One cannot relegate themselves to this or that value unless the value itself is in accordance with themselves. Protagoras was ahead of his time when he said, “Man is the measure of all things.” It may have been better put, however, if he said man is the evaluator of all things. I know no more self-evident truth than that. That man evaluates.
That man is subjective in himself but objective to all those who are not himself is, to me, as foundational as the law of identity. A human being can never look past themselves. Man can only experience himself in the present as the present presents itself to them. There is no reason behind what we are, only that we are; and that we must make use of this consciousness—this glorious life, this powerful experience—in some way that is profitable to ourselves and, if we’re lucky, to another that we love.
I find in law nothing more than the insecurities of men. I find in every self-imposed rule only the prejudices of one who has only ever been a life-denier. Anyone who actually proclaims a law proclaims a hidden malcontent that they’re trying to cauterize before it turns into a pathology. These sickly people cannot deal with the fact of others acting contrary to what they value. They cannot withstand an encounter with weaker values; and so, instead of trying to overcome what is troubling to them, they want to ban it outright and wish all would act as they do. This is surely the weakest mentality possible for a person to hold. I am only strengthened in this opinion when I look at the example of Friedrich Nietzsche: the sickly man who overcame his sickness through force of will alone. Nietzsche said:
For what purpose humanity is there should not even concern us: why you are there, that you should ask yourself: and if you have no ready answer, then set for yourself goals, high and noble goals, and perish in pursuit of them! I know of no better life purpose than to perish in attempting the great and the impossible. —Unpublished Note.

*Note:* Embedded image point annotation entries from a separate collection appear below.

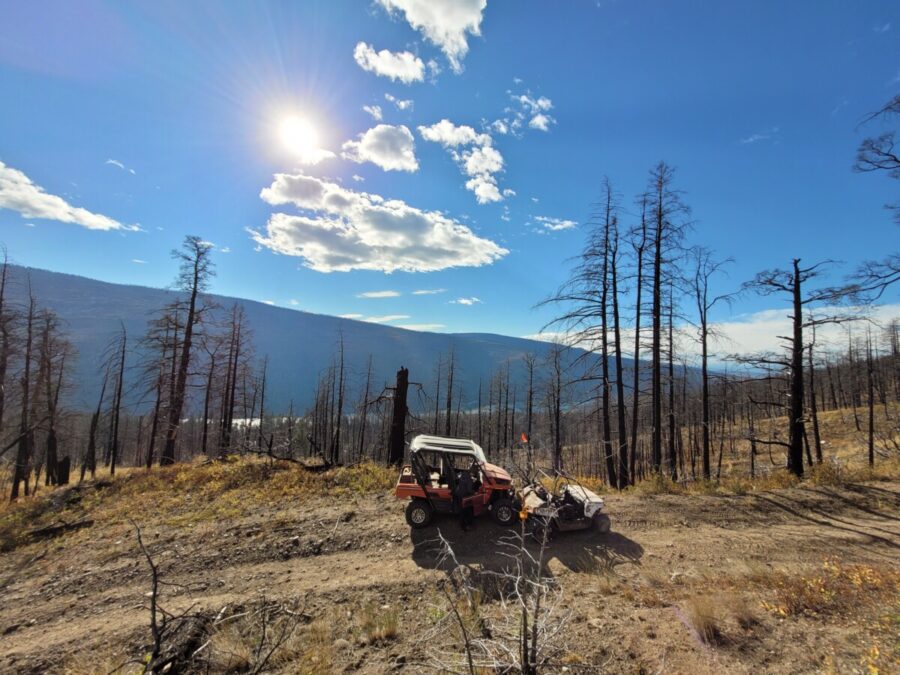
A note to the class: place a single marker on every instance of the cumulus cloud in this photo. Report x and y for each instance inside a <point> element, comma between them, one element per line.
<point>115,162</point>
<point>540,121</point>
<point>405,67</point>
<point>525,110</point>
<point>475,155</point>
<point>374,111</point>
<point>400,104</point>
<point>342,230</point>
<point>379,294</point>
<point>451,135</point>
<point>444,23</point>
<point>555,224</point>
<point>392,148</point>
<point>19,194</point>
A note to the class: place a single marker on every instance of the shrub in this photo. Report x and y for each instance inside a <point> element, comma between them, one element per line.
<point>835,590</point>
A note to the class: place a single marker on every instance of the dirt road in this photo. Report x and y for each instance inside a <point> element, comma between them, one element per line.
<point>87,589</point>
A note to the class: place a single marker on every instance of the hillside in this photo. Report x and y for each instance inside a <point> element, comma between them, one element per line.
<point>300,345</point>
<point>797,580</point>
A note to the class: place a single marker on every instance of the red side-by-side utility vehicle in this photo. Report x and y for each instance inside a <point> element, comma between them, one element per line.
<point>430,478</point>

And in this, I too find my purpose in life: to make strong and noble goals for myself, and in making them, find myself willing to die pursuing them; to set for myself that which is great and impossible, made by me and attempted by me, and in attempting it, thinking it possible.
My goal ultimately? To love her to whom I would give life itself to have! Oh, my dearest, dearest R—, how much you mean to me, how much you are to me, to me—my everything! My truest love. My immortal beloved.
Let passion of this kind reign for all time! All I know, I know because I have loved. My values are strong precisely because I based them all on love and nothing less. The strongest values are those made only in love. Love, dammit. Love, and you shall have no need for law at all—for your values will become the law; a thing impossible so long as you’re false to yourself. Let that be the only law: honesty. All else is vain commentary.